I love Lauren Santo Domingo. She's like the Carolyn Bessette-[Kennedy] of our generation — that timeless, classic [look]. Everything she puts on is chic. She never shows too much skin, ever, but manages to look so sexy. There's nothing wrong with showing off [your body] — we won't have these bodies forever, right? But she's such a reminder that you don't need to show a lot of skin to be sexy.
S: We always say if we could have anyone's closet, it would be hers. The common thread between [Domingo and Zhukova] is they're a little more conservative. It's like conservative-sexy. Eva Chen is also always cool. She's a different style.
S: It's also affordable.
E: When you have a wedding to go to, you [go] to Reformation to spend $200 on a dress and it's at your house the next day.
S: If it's not Reformation, it's $500 or $600 somewhere else to get a nice dress that you can wear out in the world.
E: I'm also really into Cushnie. Anine Bing has started to really make a name [for herself] — she's got really great sweaters. Dasha also has great sweaters. I have a sweater obsession. It's all I wear, and I get made fun of for it. I've had guys not want to go out with me anymore because I wear too many sweaters. It's a turn-off — but that's a whole other story. Sara really embraced the beachiness of L.A., and I've always wanted to be cozy in front of a fireplace in the woods. I just was born in the wrong place.
S: Well, I'm not wearing cut-off shorts and crop tops around town.
E: No, but you embrace summer more than I do. I prefer a fall aesthetic.
S: [I only embrace summer] with a spray tan. I will not wear something short — we're so pasty. For me, because I have two kids, I don't shop [in store] anymore. [Though] I prefer to try things on, I'm on Shopbop. Shopbop is my go-to because they've got every brand I love. So you can just place a big order. It's very easy to return.
E: As for maintaining our closets, Oprah went on her show a long time ago and [suggested] that every time you wear something, you turn the hanger around. Then at the end of the year, every hanger that has not been turned around, you should donate [the clothing on it]. Get rid of it because you'll never wear it again. I've never done that, but I should. A rule I do live by is I don't buy new hangers so if my closet gets so full, I don't have space, I get rid of things I'm clearly not wearing.

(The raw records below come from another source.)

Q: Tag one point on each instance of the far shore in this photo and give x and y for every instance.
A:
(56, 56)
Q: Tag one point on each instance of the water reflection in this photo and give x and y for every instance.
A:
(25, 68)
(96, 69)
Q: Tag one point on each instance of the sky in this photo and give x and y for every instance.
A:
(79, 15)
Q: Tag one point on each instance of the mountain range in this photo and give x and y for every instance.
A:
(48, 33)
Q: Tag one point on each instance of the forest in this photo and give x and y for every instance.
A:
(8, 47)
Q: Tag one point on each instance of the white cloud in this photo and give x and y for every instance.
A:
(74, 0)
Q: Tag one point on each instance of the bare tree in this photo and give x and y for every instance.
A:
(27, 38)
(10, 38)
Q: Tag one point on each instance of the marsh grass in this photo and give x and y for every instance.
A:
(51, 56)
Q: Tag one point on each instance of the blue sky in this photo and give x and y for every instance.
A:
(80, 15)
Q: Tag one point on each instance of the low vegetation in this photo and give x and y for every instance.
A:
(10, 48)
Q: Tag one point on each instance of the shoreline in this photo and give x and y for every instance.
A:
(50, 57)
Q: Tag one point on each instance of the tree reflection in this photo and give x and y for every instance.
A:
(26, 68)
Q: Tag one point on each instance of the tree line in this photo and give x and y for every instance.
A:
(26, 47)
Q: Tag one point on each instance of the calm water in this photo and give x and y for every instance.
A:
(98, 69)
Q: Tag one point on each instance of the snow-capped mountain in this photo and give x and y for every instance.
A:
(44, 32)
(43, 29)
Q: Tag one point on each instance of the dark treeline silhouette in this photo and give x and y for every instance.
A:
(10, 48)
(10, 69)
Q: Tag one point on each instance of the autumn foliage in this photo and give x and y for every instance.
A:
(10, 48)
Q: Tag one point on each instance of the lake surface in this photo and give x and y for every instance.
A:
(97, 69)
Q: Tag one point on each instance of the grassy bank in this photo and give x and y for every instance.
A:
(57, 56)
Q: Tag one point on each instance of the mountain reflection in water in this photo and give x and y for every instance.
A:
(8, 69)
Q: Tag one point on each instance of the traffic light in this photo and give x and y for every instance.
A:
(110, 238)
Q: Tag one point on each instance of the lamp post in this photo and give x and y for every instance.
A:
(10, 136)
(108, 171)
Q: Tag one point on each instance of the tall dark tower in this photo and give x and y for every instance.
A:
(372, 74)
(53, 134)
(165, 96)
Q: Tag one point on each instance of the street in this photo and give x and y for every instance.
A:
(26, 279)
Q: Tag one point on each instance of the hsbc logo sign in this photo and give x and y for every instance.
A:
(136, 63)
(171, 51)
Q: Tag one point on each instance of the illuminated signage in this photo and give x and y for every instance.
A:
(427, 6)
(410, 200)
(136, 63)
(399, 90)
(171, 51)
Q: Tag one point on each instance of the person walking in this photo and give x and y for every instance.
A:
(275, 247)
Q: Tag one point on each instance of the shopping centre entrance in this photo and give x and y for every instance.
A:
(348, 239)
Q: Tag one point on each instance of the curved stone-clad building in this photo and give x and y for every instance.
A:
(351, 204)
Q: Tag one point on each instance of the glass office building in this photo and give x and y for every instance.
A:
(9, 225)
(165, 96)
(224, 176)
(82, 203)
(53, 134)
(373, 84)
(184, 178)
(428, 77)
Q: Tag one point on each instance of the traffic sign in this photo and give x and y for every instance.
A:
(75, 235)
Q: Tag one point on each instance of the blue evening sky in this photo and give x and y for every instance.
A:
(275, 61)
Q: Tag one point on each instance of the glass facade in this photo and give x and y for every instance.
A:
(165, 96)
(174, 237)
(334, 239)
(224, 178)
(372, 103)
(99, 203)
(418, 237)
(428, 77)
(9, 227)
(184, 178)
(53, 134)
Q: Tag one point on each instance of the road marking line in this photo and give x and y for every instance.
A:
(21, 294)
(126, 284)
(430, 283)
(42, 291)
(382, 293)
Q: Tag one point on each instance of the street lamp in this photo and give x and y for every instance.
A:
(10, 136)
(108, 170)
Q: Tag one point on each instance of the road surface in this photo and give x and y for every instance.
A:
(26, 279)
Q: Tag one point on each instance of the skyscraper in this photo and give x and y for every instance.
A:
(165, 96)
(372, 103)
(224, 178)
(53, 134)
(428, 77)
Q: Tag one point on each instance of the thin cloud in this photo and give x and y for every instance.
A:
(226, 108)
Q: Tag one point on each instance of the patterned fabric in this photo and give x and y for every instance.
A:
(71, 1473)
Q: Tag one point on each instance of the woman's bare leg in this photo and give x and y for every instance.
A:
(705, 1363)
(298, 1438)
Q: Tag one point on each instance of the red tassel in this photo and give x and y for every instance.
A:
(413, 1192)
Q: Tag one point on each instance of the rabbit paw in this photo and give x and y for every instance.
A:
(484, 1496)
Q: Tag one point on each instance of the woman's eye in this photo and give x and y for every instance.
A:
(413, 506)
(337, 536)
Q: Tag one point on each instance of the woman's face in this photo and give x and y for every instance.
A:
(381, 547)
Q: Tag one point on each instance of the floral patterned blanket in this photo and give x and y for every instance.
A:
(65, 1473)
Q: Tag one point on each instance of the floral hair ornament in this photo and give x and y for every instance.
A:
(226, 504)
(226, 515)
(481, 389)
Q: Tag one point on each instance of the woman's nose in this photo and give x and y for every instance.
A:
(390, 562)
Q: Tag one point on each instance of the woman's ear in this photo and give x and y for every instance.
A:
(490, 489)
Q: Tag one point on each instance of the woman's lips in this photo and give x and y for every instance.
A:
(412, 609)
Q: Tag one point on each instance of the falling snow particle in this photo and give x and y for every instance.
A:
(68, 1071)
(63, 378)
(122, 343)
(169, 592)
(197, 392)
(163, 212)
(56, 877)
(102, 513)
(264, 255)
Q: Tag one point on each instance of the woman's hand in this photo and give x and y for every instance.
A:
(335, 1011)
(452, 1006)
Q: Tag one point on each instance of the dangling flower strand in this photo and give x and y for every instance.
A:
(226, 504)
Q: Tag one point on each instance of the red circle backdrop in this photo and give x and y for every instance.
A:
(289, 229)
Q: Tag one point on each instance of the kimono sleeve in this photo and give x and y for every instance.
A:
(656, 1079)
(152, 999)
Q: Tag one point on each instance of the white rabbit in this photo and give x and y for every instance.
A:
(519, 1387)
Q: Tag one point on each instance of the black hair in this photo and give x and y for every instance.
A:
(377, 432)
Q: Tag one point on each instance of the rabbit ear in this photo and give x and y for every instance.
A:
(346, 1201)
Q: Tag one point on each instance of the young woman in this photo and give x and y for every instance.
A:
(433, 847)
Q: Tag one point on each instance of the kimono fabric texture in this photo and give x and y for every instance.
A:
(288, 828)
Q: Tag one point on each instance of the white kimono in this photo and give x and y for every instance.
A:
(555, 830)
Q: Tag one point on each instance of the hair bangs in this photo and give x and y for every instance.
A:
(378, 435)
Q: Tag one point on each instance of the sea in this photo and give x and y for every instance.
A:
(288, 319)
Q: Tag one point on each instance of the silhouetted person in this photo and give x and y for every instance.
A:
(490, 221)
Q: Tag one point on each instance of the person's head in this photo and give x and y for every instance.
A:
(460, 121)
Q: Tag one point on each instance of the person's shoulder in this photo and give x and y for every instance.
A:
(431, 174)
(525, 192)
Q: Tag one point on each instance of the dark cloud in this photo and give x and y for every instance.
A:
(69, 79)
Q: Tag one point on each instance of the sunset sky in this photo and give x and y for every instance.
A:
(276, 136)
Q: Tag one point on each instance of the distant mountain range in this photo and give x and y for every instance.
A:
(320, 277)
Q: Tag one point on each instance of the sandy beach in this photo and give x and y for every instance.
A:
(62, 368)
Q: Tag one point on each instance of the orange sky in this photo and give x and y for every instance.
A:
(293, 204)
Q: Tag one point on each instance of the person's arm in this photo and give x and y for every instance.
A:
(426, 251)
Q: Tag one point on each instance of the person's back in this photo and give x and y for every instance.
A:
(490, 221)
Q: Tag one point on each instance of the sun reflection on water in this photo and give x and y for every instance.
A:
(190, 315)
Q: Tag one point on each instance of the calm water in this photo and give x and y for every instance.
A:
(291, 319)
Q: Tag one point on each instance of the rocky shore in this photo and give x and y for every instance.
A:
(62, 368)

I have things in my closet I'm scared to wash because even though [the label] says you can wash them, they may shrink or stain or the strap is going to be pulled off. I don't trust what goes on in the washer machine and I don't want to have to spend money to take it to the dry cleaners, so I use Studio by Tide because it makes me more comfortable putting clothes [in the washer machine] that's more sentimental or delicate.
S: I'm one of those people that wants to wash my hair every day. I want things clean, so the idea of being unable to wash my favorite jeans because [I'm afraid] it's going to come out ruined gives me such anxiety that I can't even begin to explain. And I don't like to spend a lot of money on clothes for my kids because they grow out of [them] so fast. But with the cheaper brands [of children's clothes], they're ruined after two washes.
E: For my morning routine, I like to do my hair and make up first. It's such a relaxing process for me. Then I go to my closet and ask, "What piece of clothing will I wear that I've worn 100 times already?"
S: My morning routine couldn't be any different. I do not have a calm and relaxing morning. I have a very hectic morning starting at 6:30, 6:45. I try to get up a little before the kids just so I can make coffee for myself. I'm a very low-maintenance morning person — no makeup, no hair. I'll wear a robe until the very last minute possible, and then I put on something really comfortable to take the kids to school. Then I'll either go to the gym, or if we need to look presentable for work, I'll come home, wash, tone and moisturize my face. Then I'll do a little concealer under my eyes, a lip liner and that's it.